Percibo mucho cariño en la calle, sobre todo en lugares como este [la entrevista se realiza en el Mercado de Castilla]. El resultado está muy abierto y estoy convencida de que hay muchas personas van a concentrar el voto de las elecciones generales y autonómicas a otras opciones del centro-derecha en el PP. La gente ha asumido que el fraccionamiento del voto ha generado un resultado no deseado: que Pedro Sánchez siga en La Moncloa.

¿Se cree las encuestas?
Mucha gente decide su voto en el último momento, hay muchos indecisos. La publicación de algunas encuestas, que en ocasiones tienen más de tres semanas, responden en ocasiones a la voluntad de generar un clima de opinión que no es real.

¿Ha sido su designación tardía una dificultad añadida para su campaña?
He tenido que hacer una precampaña muy exigente desde el punto de vista físico especialmente. Llevo cinco meses sin parar, pisando todos los barrios, los mercados municipales y ambulantes, asociaciones de todo tipo… Este trabajo me ha permitido llegar a las elecciones con un grado de conocimiento muy elevado y sobre todo con un programa electoral muy hecho a pie de calle y elaborado a base de todas las sugerencias que he ido encontrando y de conversaciones durante estos cinco meses.

¿Cuáles son las principales demandas que le hacen en la calle?
La movilidad es un clamor popular. Los problemas de atascos, de personas con movilidad reducida, de colapsos del tráfico… La gente también me manifiesta que, además del colapso del tráfico, encuentran que algunos impuestos son excesivos en esta ciudad. La presión fiscal se ha elevado un 14% en los últimos cuatro años y eso se nota especialmente en determinados colectivos como las familias numerosas, a las que se les ha doblado la carga impositiva. La gente me comenta que tiene mucha ausencia de limpieza, de seguridad y de presencia policial. Falta seguridad, limpieza e iluminación, son tres cuestiones clave. Además, perciben que tienen un Gobierno inclinado hacia el nacionalismo separatista y poco inclinado hacia el cuidado de las señas de identidad tradicionales de la ciudad de València.

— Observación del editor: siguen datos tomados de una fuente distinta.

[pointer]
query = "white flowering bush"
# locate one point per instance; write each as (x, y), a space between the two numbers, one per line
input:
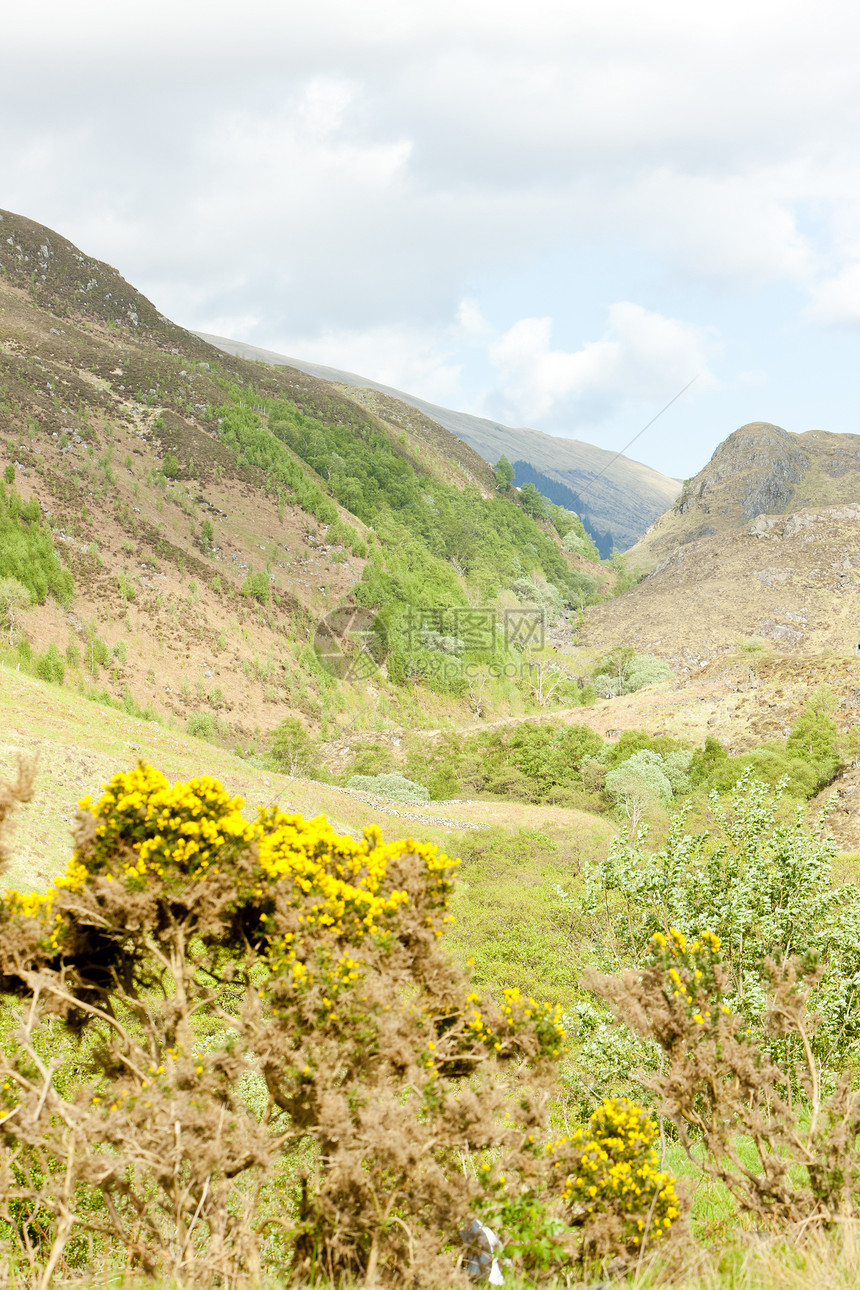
(391, 784)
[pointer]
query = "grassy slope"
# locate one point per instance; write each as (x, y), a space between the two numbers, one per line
(97, 391)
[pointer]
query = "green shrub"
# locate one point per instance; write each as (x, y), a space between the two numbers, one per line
(201, 725)
(391, 784)
(50, 666)
(257, 587)
(27, 552)
(641, 777)
(624, 671)
(293, 751)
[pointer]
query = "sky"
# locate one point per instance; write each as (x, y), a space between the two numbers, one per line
(552, 213)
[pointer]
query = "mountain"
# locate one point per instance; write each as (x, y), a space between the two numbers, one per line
(757, 470)
(618, 496)
(760, 548)
(183, 521)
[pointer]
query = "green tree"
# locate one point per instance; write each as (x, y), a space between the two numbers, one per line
(293, 750)
(503, 471)
(14, 599)
(531, 502)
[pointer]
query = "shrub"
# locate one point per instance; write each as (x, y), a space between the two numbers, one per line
(293, 750)
(718, 1086)
(27, 552)
(267, 1046)
(391, 784)
(257, 586)
(761, 884)
(815, 739)
(50, 666)
(580, 542)
(641, 777)
(624, 671)
(14, 597)
(201, 725)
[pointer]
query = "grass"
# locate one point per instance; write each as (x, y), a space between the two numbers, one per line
(80, 744)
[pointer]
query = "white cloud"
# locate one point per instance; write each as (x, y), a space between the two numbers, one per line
(404, 357)
(364, 183)
(836, 301)
(641, 356)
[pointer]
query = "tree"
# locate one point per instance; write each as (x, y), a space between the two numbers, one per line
(14, 599)
(503, 471)
(531, 502)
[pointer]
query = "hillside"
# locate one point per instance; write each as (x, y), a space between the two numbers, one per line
(758, 470)
(183, 520)
(616, 496)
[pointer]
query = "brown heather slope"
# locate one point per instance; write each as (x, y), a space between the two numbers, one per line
(792, 581)
(622, 496)
(97, 388)
(758, 470)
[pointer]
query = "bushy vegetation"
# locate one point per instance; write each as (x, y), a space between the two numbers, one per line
(391, 784)
(624, 672)
(27, 551)
(431, 543)
(570, 765)
(241, 1051)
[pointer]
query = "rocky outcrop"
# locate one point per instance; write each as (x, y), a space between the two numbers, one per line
(754, 471)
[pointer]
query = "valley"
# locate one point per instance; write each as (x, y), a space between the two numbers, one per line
(620, 751)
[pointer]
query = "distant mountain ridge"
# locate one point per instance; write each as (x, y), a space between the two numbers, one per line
(622, 497)
(758, 470)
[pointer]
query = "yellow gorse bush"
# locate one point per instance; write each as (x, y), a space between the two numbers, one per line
(174, 831)
(611, 1165)
(690, 966)
(280, 957)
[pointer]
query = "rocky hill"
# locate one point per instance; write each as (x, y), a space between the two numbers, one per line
(758, 551)
(209, 512)
(758, 470)
(616, 496)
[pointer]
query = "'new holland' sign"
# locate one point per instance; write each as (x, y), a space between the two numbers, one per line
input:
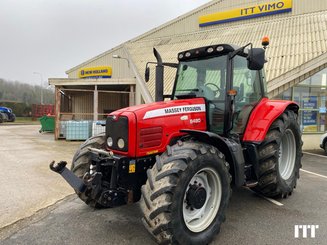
(259, 10)
(95, 72)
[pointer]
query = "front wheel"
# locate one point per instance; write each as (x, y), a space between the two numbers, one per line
(82, 161)
(280, 157)
(186, 194)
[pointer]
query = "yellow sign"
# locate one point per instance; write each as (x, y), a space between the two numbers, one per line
(255, 11)
(95, 72)
(131, 168)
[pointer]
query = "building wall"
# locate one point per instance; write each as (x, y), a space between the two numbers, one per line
(82, 103)
(112, 102)
(120, 67)
(189, 22)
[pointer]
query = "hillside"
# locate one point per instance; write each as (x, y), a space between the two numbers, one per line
(20, 96)
(25, 93)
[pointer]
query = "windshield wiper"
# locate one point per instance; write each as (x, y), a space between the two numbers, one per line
(188, 90)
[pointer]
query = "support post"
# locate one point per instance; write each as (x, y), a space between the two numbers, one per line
(57, 111)
(131, 96)
(95, 103)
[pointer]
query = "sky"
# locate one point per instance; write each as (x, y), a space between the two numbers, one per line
(48, 37)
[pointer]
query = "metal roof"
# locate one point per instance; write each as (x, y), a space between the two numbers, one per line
(294, 41)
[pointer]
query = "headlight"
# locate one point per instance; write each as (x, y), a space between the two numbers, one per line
(109, 141)
(121, 143)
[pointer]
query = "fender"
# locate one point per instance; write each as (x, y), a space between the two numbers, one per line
(230, 148)
(263, 115)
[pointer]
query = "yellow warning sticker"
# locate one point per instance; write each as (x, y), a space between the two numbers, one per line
(131, 167)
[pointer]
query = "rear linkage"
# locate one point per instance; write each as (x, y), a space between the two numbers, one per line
(92, 184)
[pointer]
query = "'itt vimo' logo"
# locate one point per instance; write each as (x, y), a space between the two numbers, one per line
(305, 230)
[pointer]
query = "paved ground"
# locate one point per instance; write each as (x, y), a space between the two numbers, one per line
(27, 184)
(250, 218)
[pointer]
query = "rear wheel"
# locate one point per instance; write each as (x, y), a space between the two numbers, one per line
(280, 157)
(82, 160)
(186, 195)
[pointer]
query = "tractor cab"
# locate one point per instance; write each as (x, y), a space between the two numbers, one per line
(227, 78)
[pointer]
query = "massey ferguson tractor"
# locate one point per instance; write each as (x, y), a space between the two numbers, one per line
(181, 157)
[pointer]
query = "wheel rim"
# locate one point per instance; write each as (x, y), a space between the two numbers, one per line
(198, 220)
(287, 155)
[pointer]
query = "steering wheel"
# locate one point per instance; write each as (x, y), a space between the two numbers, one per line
(217, 90)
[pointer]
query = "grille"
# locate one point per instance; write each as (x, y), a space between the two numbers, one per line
(116, 129)
(150, 137)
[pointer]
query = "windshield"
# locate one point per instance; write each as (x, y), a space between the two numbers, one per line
(202, 78)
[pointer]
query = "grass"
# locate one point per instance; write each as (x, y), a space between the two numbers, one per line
(24, 120)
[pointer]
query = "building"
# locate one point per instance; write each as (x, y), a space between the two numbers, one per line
(296, 68)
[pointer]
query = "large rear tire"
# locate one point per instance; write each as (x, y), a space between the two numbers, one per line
(280, 157)
(82, 160)
(186, 195)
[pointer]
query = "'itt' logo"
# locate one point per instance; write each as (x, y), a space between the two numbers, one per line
(305, 229)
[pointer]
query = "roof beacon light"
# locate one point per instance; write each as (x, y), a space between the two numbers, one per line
(220, 48)
(265, 42)
(210, 50)
(232, 92)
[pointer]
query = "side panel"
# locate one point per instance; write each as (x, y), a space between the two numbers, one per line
(165, 121)
(263, 115)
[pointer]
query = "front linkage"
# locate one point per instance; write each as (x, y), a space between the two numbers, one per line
(92, 184)
(110, 181)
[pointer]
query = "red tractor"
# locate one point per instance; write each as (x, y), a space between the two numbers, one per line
(182, 156)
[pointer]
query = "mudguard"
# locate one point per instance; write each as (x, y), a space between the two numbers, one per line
(263, 115)
(230, 148)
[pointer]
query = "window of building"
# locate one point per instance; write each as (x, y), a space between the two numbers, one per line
(311, 95)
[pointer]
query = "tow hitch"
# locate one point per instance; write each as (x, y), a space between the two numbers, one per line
(75, 182)
(92, 184)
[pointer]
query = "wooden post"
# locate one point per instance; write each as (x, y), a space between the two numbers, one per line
(57, 111)
(95, 103)
(131, 96)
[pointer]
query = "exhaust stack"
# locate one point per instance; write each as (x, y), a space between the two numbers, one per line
(159, 77)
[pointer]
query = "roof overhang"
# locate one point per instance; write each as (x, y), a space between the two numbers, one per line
(99, 81)
(283, 82)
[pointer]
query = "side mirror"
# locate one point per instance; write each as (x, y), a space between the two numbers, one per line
(256, 58)
(147, 74)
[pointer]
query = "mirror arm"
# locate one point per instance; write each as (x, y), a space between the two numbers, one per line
(237, 51)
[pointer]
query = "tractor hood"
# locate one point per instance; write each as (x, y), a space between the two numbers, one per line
(164, 108)
(151, 127)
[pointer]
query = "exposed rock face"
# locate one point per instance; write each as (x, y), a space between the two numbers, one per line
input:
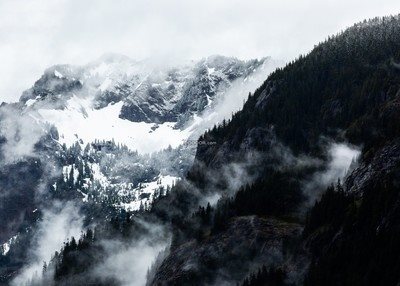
(152, 95)
(225, 258)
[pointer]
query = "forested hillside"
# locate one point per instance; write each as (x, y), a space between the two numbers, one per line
(288, 224)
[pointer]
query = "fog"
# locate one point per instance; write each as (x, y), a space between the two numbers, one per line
(58, 224)
(38, 34)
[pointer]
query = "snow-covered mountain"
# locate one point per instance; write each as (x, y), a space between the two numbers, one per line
(115, 133)
(146, 108)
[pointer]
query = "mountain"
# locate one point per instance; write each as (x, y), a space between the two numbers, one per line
(346, 92)
(299, 187)
(110, 136)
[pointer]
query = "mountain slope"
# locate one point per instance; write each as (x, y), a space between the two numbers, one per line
(347, 89)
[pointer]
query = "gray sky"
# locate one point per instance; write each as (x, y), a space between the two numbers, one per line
(39, 33)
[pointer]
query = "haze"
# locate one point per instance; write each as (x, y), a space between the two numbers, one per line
(37, 34)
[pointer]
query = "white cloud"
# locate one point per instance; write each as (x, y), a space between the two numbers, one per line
(59, 223)
(37, 34)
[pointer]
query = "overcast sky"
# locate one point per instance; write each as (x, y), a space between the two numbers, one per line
(39, 33)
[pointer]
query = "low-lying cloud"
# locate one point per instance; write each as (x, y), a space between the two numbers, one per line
(59, 223)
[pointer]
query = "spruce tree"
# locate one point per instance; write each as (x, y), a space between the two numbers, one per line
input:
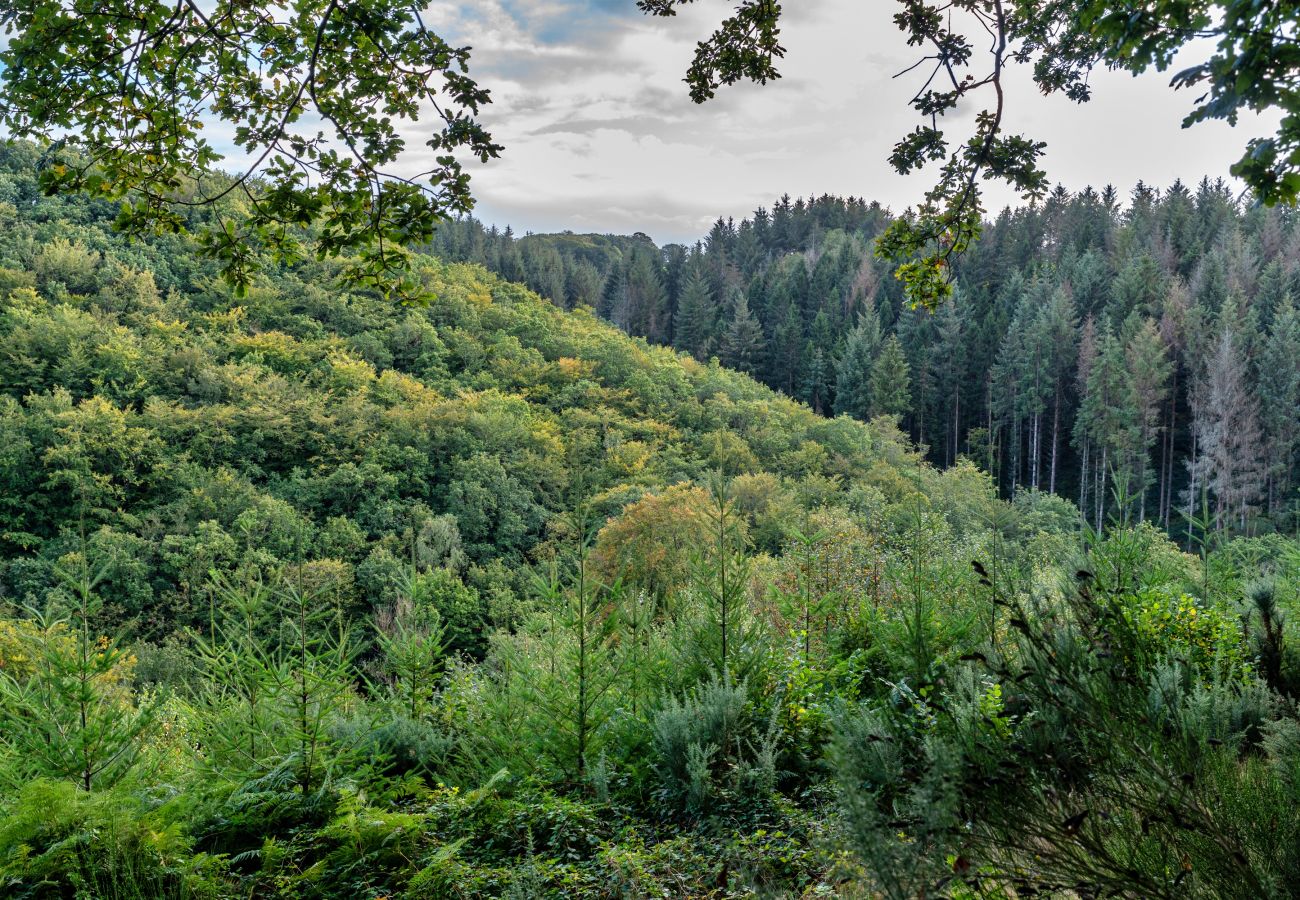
(742, 341)
(693, 324)
(889, 384)
(1279, 401)
(1230, 464)
(853, 373)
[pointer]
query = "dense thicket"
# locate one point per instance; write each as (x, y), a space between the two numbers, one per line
(308, 595)
(1151, 345)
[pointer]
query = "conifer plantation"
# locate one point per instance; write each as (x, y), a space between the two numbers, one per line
(355, 548)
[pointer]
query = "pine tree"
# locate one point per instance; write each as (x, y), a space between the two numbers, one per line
(889, 384)
(1230, 464)
(949, 373)
(742, 341)
(72, 715)
(817, 381)
(1279, 401)
(1148, 375)
(693, 325)
(853, 373)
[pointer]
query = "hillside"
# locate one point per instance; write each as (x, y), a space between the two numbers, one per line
(1093, 342)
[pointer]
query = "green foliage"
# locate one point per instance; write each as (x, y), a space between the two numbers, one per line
(156, 74)
(1062, 43)
(68, 710)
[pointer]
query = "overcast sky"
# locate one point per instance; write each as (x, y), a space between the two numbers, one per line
(601, 137)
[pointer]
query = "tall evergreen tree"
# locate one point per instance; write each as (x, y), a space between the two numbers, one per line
(693, 324)
(742, 341)
(1230, 466)
(853, 373)
(889, 384)
(1279, 402)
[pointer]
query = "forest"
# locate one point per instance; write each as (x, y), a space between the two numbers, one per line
(354, 548)
(312, 595)
(1149, 344)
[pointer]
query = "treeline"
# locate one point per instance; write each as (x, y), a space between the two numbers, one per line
(308, 595)
(1143, 351)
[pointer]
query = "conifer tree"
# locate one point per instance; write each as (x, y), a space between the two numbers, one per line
(573, 663)
(889, 384)
(853, 373)
(693, 324)
(72, 715)
(742, 341)
(1230, 463)
(1148, 373)
(1279, 401)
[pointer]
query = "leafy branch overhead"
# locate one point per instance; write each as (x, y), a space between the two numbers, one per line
(969, 44)
(317, 94)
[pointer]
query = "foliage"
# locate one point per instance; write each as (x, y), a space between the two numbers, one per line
(151, 76)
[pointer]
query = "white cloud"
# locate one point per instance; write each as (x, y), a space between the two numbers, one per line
(601, 135)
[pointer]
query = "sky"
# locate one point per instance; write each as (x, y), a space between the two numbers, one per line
(601, 134)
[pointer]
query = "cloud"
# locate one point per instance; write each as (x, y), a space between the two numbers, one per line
(601, 135)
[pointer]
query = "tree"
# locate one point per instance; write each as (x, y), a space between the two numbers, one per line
(68, 712)
(722, 579)
(128, 87)
(742, 341)
(693, 323)
(1279, 401)
(1148, 375)
(853, 373)
(580, 640)
(889, 384)
(1229, 435)
(1061, 43)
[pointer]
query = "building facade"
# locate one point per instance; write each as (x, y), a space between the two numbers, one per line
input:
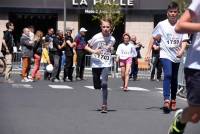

El PP ha pasado por una situación complicada estos cuatro años fruto de la imputación judicial de sus concejales y con una gestora. ¿Cómo ve al partido desde su designación como candidata?
Unido. Hemos pasado un sarampión, como se suele decir, nuestro momento delicado, y ahora ya estamos en una recuperación clara. Estamos muy unidos, muy fuertes y sobre todo hemos conseguido tener un objetivo claro que es la Alcaldía de València y que este partido vuelva a funcionar como la maquinaria que es el PP, por sus bases y su arraigo territorial.

¿Cree que la labor de oposición municipal ha quedado en un segundo plano?
Creo sinceramente que han hecho un muy buen trabajo, pero que las circunstancias han generado que ese trabajo no brille como debería haber brillado. No ha tenido el grado de conocimiento que debería.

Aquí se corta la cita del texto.